Incendiò l’automobile del suo debitore per ottenere la restituzione di 5000 euro. Arriva la sentenza della Corte di Cassazione

21 Aprile 2019 - 12:00

Caserta – E’ stato condannato anche in un’ultima istanza, dinanzi alla Corte di Cassazione, Gennaro D.A.

L’uomo aveva cercato di far valere un suo titolo di credito di circa 5000 euro minacciando e addirittura incendiando l’auto del suo debitore, un imprenditore.

Il legale del signor D.A. aveva tentato di far derubricare l’imputazione da tentata estorsione ad esercizio arbitrario delle proprie ragioni, ma la Cassazione non ha accolto la sua richiesta, respingendo il ricorso.

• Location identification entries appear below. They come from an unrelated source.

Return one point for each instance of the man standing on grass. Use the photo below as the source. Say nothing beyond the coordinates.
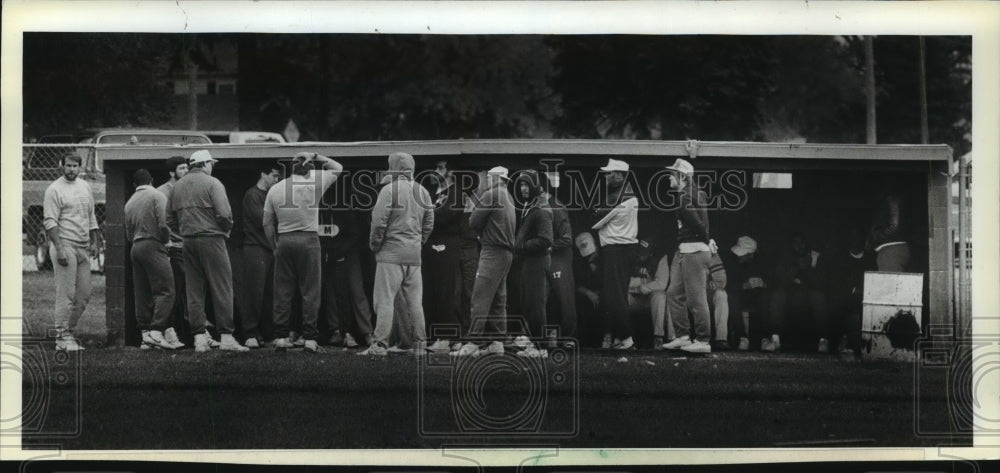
(258, 255)
(402, 220)
(199, 211)
(291, 222)
(177, 168)
(494, 219)
(691, 265)
(153, 281)
(71, 226)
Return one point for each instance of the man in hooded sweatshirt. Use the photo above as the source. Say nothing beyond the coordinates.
(402, 220)
(494, 219)
(532, 245)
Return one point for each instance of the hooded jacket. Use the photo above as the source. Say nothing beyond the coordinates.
(403, 216)
(534, 236)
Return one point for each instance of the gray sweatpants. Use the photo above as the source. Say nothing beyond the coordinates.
(153, 284)
(405, 281)
(206, 266)
(297, 264)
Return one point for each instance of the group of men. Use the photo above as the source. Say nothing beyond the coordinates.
(450, 252)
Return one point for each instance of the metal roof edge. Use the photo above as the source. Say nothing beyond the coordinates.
(687, 149)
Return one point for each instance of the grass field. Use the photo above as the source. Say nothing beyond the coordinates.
(38, 306)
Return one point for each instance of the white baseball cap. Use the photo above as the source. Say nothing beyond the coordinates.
(615, 165)
(682, 166)
(201, 156)
(499, 171)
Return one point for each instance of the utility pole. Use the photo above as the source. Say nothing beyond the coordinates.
(925, 134)
(192, 70)
(870, 89)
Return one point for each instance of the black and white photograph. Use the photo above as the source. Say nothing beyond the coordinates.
(336, 240)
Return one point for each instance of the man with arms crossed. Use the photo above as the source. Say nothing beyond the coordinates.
(71, 225)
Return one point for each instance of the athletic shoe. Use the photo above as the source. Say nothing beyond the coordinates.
(376, 349)
(469, 349)
(697, 346)
(440, 346)
(494, 348)
(68, 343)
(677, 343)
(522, 342)
(170, 335)
(626, 344)
(532, 352)
(721, 345)
(156, 338)
(230, 344)
(201, 343)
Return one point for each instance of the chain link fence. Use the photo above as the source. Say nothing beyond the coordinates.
(41, 164)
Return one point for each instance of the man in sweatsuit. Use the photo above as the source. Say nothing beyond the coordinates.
(617, 225)
(689, 270)
(494, 219)
(562, 292)
(199, 211)
(532, 244)
(291, 222)
(153, 281)
(445, 283)
(402, 220)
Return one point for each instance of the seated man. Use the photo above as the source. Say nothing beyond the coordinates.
(647, 290)
(743, 287)
(797, 288)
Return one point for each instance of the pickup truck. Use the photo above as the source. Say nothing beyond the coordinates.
(41, 166)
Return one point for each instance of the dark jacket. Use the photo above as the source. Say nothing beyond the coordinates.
(562, 231)
(534, 236)
(494, 218)
(692, 216)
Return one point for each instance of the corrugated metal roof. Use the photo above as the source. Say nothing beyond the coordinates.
(601, 148)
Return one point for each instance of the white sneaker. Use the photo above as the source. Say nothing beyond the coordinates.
(677, 343)
(375, 349)
(469, 349)
(532, 352)
(68, 343)
(494, 348)
(697, 346)
(230, 344)
(625, 344)
(440, 346)
(156, 338)
(201, 343)
(170, 335)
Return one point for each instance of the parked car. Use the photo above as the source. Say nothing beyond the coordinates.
(41, 167)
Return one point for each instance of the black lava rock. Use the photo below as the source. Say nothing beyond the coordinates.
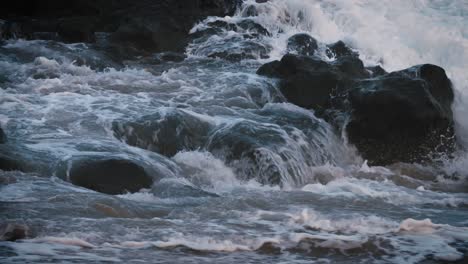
(151, 26)
(3, 137)
(340, 49)
(403, 116)
(310, 82)
(166, 133)
(302, 44)
(12, 232)
(111, 176)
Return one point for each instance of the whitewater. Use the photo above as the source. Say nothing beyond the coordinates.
(309, 198)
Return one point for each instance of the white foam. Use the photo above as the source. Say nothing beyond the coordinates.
(70, 241)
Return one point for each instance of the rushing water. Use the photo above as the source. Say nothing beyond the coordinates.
(60, 101)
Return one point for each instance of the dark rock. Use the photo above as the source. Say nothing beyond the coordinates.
(302, 44)
(402, 116)
(248, 50)
(250, 11)
(244, 146)
(13, 232)
(111, 176)
(376, 71)
(339, 49)
(153, 26)
(309, 82)
(164, 133)
(79, 29)
(3, 137)
(253, 28)
(9, 164)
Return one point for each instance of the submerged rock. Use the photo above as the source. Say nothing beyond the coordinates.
(165, 133)
(9, 164)
(147, 25)
(310, 82)
(111, 176)
(402, 116)
(13, 232)
(302, 44)
(246, 147)
(340, 49)
(2, 136)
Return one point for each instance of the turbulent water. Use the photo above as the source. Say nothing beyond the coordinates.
(60, 101)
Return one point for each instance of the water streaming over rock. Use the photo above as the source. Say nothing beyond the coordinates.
(239, 174)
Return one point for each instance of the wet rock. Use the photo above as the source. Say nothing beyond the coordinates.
(250, 11)
(246, 147)
(165, 133)
(9, 164)
(253, 28)
(402, 116)
(152, 26)
(3, 137)
(376, 71)
(79, 29)
(309, 82)
(13, 232)
(111, 176)
(302, 44)
(340, 49)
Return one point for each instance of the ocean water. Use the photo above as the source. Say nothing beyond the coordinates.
(59, 102)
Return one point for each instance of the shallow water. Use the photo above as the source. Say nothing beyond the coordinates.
(59, 102)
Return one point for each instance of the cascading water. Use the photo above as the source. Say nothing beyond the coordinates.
(240, 174)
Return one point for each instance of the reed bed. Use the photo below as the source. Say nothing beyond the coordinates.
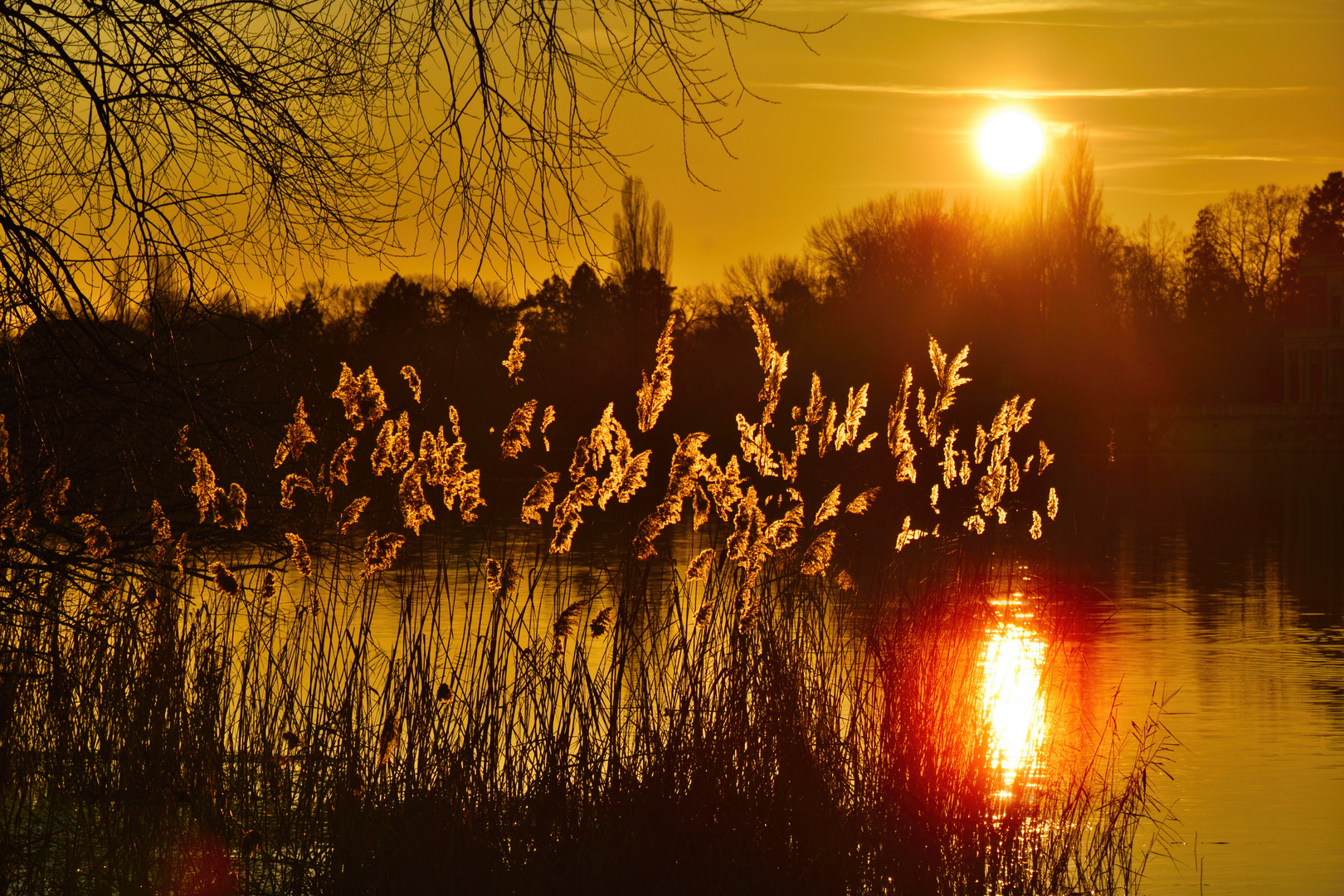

Il dispositivo della sentenza, testualmente recita:

“All’esito delle indagini – scrivono nelle motivazioni – è emerso che la vittima era in effetti debitore per la somma di 5.100,00 euro, oggetto della richiesta con modalità violente e minacciose. Tale somma era il corrispettivo di una prestazione fornita dal ricorrente all’azienda della persona offesa e, sotto tale profilo, la pretesa dell’imputato è da ritenersi legittima. In relazione alla somma, e fino ad una maggiore concorrenza, però, la vittima, in qualità di terzo pignorato, così come il debitore, avevano ricevuto la notifica di pignoramento presso terzi a favore di un altro creditore dell’imputato. A seguito di tale notifica la somma di 5.100,00 euro non poteva più essere direttamente versata all’imputato. La circostanza che la vittima avesse ricevuto la notifica di un pignoramento presso terzi proprio da un creditore dello stesso imputato, infatti, rendeva per lo stesso indisponibile ogni credito da questo vantato nei sui confronti. In tale contesto, pertanto, il credito del ricorrente, pure legittimo, non era esigibile ed l’imputato non avrebbe potuto rivolgersi al giudice civile per ottenerne il pagamento, di talché il ricorso alla violenza o minaccia, in difetto dei presupposti richiesti dalla norma, non configura la fattispecie dell’esercizio arbitrario delle proprie ragioni ma il reato di estorsione”.

La condanna di un anno ed otto mesi è stata dunque confermata per l’imputato casertano.